Wagner: Die Bevölkerungszunahme und der gestiegene Lebensstandard, insbesondere in den Schwellenländern, ist einer der wichtigsten Gründe, warum dem Thema Wasser eine immer größere Bedeutung zukommt - und damit auch in den Fokus der Anleger rückt. Die Wasserversorgung möglichst vieler Menschen steht daher häufig im Mittelpunkt staatlicher Bemühungen. In den Emerging Markets erfolgen derzeit und künftig Milliardeninvestitionen, von denen Unternehmen profitieren, die etwa die Ausweitung und die Erstellung einer Wasserinfrastruktur bewerkstelligen.


ECOreporter.de: Warum sollten Anleger Wasserinvestments im Depot berücksichtigen?

Wagner: Ein solides Marktwachstum inklusive hohem Investitionsbedarf und das begrenzte Wasserangebot bei steigender Nachfrage sprechen für sich. Darüber hinaus muss man sich klar machen, dass es für Wasser keinen Ersatz gibt wie für andere Rohstoffe. Erdöl lasst sich bei den Anwendungen prinzipiell durch einen anderen Stoff ersetzen, Wasser hingegen nicht. Anleger sollten das blaue Gold in ihrem Depot berücksichtigen - sofern sie über ein bestimmtes Maß Risikobereitschaft verfügen und die marktüblichen Kursschwankungen akzeptieren. Denn das Segment Wasser lässt sich als Investor am direktesten über Aktieninvestments abbilden.

ECOreporter.de:Was empfehlen Sie den Investoren?


Wagner: Aus Diversifikationsgründen eignen sich besonders Fondslösungen. Unternehmen, die entlang der gesamten Wertschöpfungskette rund um das Lebenselixier tätig sind, weisen häufig eine relativ geringe Marktkapitalisierung auf und sind entsprechend volatil im Kursverhalten. Der "Swisscanto (LU) Equity Fund Water Invest B" zum Beispiel beinhaltet zwischen 40 und 60 Werte und erfüllt damit das Kriterium einer recht breiten Streuung. Anleger können über diesen Wasserfonds, der bei der Titelselektion nachhaltige Kriterien berücksichtigt, effizient an den künftigen Entwicklungen partizipieren.

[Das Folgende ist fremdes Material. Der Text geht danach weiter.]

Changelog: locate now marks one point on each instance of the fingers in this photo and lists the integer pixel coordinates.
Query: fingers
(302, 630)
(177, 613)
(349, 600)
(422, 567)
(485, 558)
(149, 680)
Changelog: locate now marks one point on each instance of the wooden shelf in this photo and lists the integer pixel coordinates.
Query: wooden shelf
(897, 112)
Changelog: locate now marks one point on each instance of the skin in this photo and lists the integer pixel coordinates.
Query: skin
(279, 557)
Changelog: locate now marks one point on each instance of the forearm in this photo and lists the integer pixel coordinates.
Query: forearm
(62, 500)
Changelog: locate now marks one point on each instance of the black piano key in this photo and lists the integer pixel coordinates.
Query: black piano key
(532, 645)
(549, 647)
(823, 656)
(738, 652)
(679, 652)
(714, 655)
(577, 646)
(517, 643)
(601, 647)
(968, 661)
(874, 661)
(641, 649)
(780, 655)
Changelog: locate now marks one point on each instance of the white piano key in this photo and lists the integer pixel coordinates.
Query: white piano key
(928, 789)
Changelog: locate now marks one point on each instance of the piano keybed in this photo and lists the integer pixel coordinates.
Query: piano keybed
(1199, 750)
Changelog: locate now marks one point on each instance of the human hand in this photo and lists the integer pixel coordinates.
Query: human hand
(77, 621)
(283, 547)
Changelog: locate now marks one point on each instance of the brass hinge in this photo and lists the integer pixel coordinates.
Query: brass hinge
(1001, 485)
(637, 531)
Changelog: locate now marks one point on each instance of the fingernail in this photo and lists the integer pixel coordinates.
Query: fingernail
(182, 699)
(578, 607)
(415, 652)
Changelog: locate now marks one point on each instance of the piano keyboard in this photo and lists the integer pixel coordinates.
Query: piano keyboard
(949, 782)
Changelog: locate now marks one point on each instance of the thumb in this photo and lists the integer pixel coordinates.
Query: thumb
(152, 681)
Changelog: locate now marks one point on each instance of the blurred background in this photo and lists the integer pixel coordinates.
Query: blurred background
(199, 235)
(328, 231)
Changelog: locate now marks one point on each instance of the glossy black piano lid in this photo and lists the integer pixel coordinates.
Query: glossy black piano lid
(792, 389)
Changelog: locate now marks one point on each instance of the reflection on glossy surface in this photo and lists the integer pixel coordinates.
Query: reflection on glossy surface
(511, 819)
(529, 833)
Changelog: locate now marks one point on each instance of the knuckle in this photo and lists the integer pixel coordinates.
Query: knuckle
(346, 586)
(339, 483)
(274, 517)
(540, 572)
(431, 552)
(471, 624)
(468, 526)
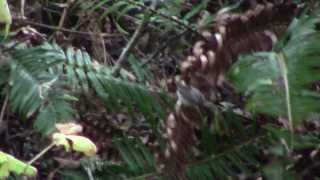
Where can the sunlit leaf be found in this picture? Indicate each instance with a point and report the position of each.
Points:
(79, 143)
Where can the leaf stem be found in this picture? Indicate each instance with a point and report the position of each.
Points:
(41, 153)
(284, 72)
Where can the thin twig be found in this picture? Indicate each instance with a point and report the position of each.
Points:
(81, 33)
(165, 45)
(64, 14)
(4, 106)
(173, 19)
(129, 46)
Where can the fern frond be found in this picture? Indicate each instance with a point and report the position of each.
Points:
(33, 88)
(261, 76)
(82, 73)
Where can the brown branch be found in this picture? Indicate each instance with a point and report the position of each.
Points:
(81, 33)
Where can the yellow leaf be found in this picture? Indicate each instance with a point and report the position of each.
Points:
(79, 143)
(69, 128)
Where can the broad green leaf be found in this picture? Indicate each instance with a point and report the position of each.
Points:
(9, 164)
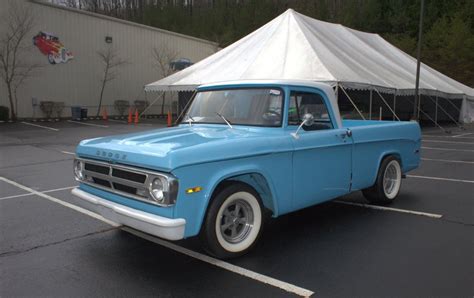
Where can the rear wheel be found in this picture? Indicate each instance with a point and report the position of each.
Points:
(233, 222)
(388, 183)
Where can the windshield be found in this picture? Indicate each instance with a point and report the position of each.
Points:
(257, 107)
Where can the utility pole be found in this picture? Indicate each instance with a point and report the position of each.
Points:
(418, 62)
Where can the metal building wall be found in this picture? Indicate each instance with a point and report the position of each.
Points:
(77, 82)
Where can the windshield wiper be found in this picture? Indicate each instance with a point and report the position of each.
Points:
(190, 120)
(223, 118)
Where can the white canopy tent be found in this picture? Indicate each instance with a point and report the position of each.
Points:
(294, 46)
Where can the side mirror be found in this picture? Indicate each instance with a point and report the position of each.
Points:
(308, 120)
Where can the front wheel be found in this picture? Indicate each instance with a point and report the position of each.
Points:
(233, 222)
(388, 184)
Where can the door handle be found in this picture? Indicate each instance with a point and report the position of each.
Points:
(347, 133)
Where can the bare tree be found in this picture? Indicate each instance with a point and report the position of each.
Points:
(163, 56)
(14, 46)
(111, 62)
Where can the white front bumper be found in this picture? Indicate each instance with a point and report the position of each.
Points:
(171, 229)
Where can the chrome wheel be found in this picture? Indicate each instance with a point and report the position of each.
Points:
(237, 221)
(392, 179)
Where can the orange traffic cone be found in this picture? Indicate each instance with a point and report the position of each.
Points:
(129, 120)
(136, 116)
(104, 114)
(170, 120)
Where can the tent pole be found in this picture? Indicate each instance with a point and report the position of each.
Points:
(459, 110)
(352, 102)
(443, 110)
(370, 105)
(394, 104)
(428, 116)
(416, 114)
(420, 97)
(146, 109)
(385, 102)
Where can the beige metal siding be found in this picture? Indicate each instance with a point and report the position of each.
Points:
(77, 82)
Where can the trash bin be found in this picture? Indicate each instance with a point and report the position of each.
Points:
(84, 113)
(76, 113)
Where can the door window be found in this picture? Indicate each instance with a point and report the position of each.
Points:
(306, 102)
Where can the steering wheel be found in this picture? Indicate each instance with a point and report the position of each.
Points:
(271, 116)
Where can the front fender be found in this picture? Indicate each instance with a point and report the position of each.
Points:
(193, 207)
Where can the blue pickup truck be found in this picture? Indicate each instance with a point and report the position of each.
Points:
(242, 150)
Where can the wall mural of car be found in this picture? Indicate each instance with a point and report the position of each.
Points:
(49, 45)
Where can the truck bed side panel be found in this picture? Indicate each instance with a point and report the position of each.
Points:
(373, 140)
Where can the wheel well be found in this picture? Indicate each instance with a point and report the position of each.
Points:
(394, 154)
(255, 180)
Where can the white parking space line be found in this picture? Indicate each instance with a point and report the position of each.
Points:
(55, 200)
(204, 258)
(119, 121)
(67, 152)
(88, 124)
(447, 149)
(438, 136)
(376, 207)
(40, 126)
(447, 142)
(224, 265)
(441, 179)
(31, 194)
(448, 160)
(464, 134)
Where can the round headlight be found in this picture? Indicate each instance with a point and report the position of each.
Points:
(156, 189)
(78, 170)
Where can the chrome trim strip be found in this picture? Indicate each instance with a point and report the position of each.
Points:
(160, 226)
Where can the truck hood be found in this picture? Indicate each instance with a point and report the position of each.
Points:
(171, 148)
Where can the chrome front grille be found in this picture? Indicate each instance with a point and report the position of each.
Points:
(124, 180)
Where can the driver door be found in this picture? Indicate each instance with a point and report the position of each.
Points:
(322, 152)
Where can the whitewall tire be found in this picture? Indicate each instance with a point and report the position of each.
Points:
(388, 183)
(233, 222)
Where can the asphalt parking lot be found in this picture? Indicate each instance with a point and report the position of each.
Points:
(422, 245)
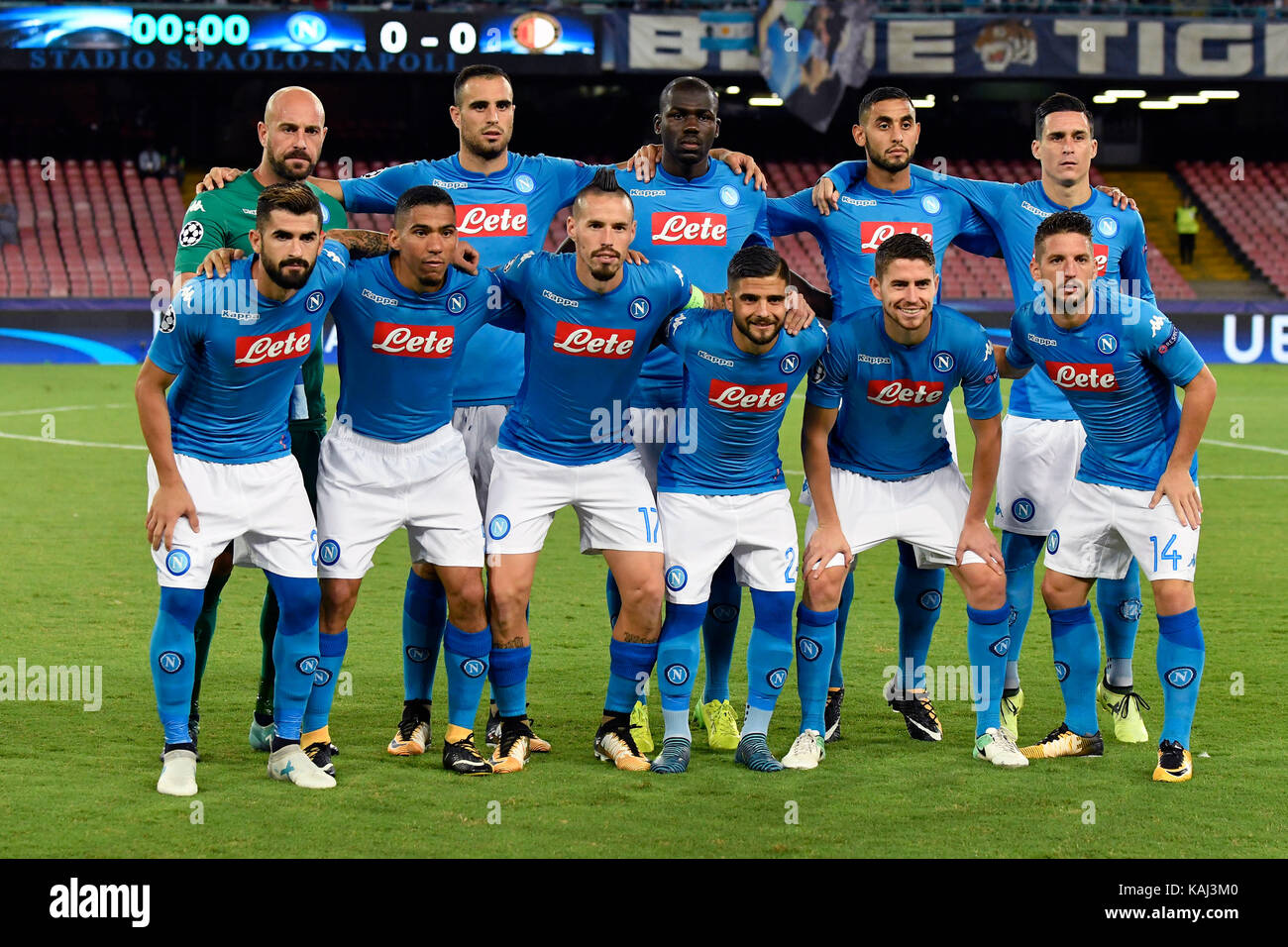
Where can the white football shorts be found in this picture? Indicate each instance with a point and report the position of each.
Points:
(758, 530)
(369, 487)
(926, 512)
(263, 505)
(1102, 528)
(1038, 463)
(613, 502)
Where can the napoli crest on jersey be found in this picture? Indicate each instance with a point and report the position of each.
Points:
(329, 552)
(1180, 678)
(677, 578)
(176, 562)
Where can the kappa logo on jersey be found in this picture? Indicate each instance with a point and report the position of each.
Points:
(492, 219)
(191, 234)
(877, 232)
(1180, 678)
(329, 552)
(734, 397)
(278, 347)
(170, 661)
(901, 392)
(416, 342)
(176, 562)
(692, 228)
(1080, 376)
(593, 342)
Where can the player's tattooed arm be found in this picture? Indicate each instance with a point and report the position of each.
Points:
(1176, 483)
(827, 540)
(975, 534)
(361, 243)
(171, 501)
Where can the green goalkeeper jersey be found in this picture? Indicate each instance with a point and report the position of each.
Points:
(226, 218)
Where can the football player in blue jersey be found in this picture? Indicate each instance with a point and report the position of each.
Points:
(722, 495)
(1134, 496)
(884, 201)
(220, 470)
(881, 470)
(1042, 434)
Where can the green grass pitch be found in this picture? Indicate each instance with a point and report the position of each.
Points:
(78, 589)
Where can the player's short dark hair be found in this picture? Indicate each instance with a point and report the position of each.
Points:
(603, 183)
(903, 247)
(475, 72)
(1060, 102)
(1064, 222)
(420, 196)
(883, 94)
(755, 262)
(687, 84)
(294, 197)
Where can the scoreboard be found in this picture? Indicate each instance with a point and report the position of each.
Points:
(266, 40)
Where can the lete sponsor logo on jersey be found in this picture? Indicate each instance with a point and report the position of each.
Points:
(734, 397)
(902, 390)
(593, 342)
(695, 228)
(877, 232)
(492, 219)
(417, 342)
(1081, 376)
(277, 347)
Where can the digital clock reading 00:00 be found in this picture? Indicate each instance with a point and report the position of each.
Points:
(170, 30)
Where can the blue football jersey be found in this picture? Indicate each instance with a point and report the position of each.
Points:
(698, 226)
(734, 403)
(584, 354)
(1014, 213)
(1119, 369)
(866, 217)
(400, 351)
(890, 425)
(502, 214)
(237, 359)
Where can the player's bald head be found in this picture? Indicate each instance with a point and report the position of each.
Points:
(292, 101)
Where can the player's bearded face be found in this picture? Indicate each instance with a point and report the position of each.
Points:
(759, 307)
(601, 232)
(1065, 270)
(890, 134)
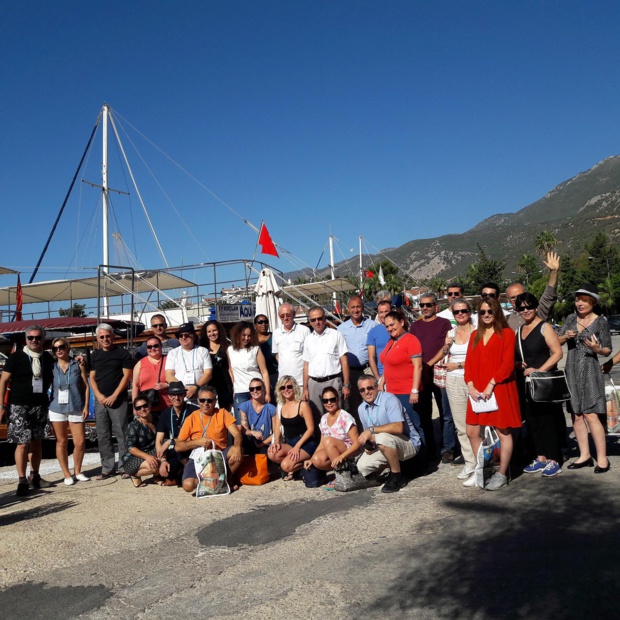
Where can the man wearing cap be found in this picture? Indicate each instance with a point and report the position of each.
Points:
(547, 299)
(288, 344)
(29, 372)
(168, 428)
(189, 363)
(159, 327)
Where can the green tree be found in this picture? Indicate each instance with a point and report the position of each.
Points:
(545, 242)
(76, 310)
(484, 270)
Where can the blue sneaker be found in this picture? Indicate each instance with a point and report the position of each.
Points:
(535, 466)
(552, 469)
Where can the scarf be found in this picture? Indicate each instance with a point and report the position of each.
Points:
(35, 361)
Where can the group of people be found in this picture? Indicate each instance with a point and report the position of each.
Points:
(312, 399)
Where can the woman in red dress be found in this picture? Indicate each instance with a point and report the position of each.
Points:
(489, 369)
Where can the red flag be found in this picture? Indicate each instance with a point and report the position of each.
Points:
(18, 300)
(266, 242)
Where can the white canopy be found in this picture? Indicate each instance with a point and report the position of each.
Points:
(112, 285)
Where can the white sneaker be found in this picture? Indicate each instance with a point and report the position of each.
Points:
(470, 482)
(466, 472)
(496, 481)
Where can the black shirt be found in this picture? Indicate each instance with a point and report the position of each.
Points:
(20, 367)
(108, 367)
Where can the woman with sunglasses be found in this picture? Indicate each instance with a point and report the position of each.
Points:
(68, 409)
(294, 429)
(490, 371)
(149, 374)
(141, 459)
(257, 417)
(587, 336)
(247, 362)
(213, 337)
(539, 349)
(456, 345)
(339, 434)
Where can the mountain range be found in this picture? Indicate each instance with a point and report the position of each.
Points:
(573, 212)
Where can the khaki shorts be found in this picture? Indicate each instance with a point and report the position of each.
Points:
(369, 463)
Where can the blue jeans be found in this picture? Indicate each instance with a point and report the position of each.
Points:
(447, 424)
(241, 397)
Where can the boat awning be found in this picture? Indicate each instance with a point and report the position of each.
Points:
(112, 285)
(72, 324)
(339, 285)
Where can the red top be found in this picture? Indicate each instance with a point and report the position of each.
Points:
(148, 378)
(397, 367)
(495, 360)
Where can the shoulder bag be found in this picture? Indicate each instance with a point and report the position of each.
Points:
(547, 386)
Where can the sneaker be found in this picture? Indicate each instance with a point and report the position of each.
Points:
(535, 466)
(496, 481)
(470, 482)
(447, 456)
(23, 488)
(466, 473)
(394, 483)
(553, 469)
(36, 482)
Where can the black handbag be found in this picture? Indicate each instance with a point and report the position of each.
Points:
(547, 386)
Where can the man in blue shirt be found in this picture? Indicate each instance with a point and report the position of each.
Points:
(355, 333)
(388, 438)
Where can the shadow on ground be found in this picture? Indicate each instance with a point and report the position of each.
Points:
(36, 601)
(541, 548)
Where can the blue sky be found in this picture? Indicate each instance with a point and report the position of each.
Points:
(391, 120)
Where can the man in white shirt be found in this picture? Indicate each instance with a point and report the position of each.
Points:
(288, 344)
(189, 363)
(325, 362)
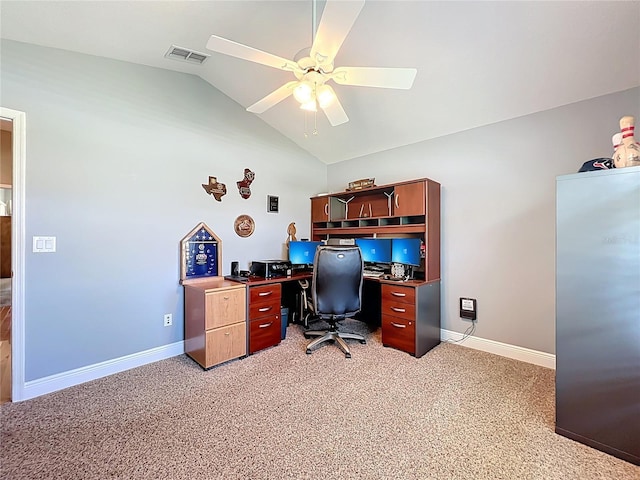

ECOreporter.de: Wie entwickelte sich der Swisscanto (LU) Equity Fund Water Invest B seit der Erstauflage?

Wagner: Der Fonds startete im September 2007 und musste daher zuerst durch das schwere Fahrwasser der Finanz- und Wirtschaftskrise. Hier waren Verluste - wie bei fast allen Aktienfonds - leider unausweichlich. Auf 3-Jahres-Sicht erzielte der Fonds einen Wertzuwachs von 6,3 Prozent, während die Benchmark (MSCI World) lediglich 4,5 Prozent zulegte. In den vergangenen zwölf Monaten betrug die Rendite 15,7 Prozent (Benchmark 10,2 Prozent - alle Daten sind Stand Ende Mai 2011).

ECOreporter.de: Herr Dr. Wagner, wir danken Ihnen für das Gespräch.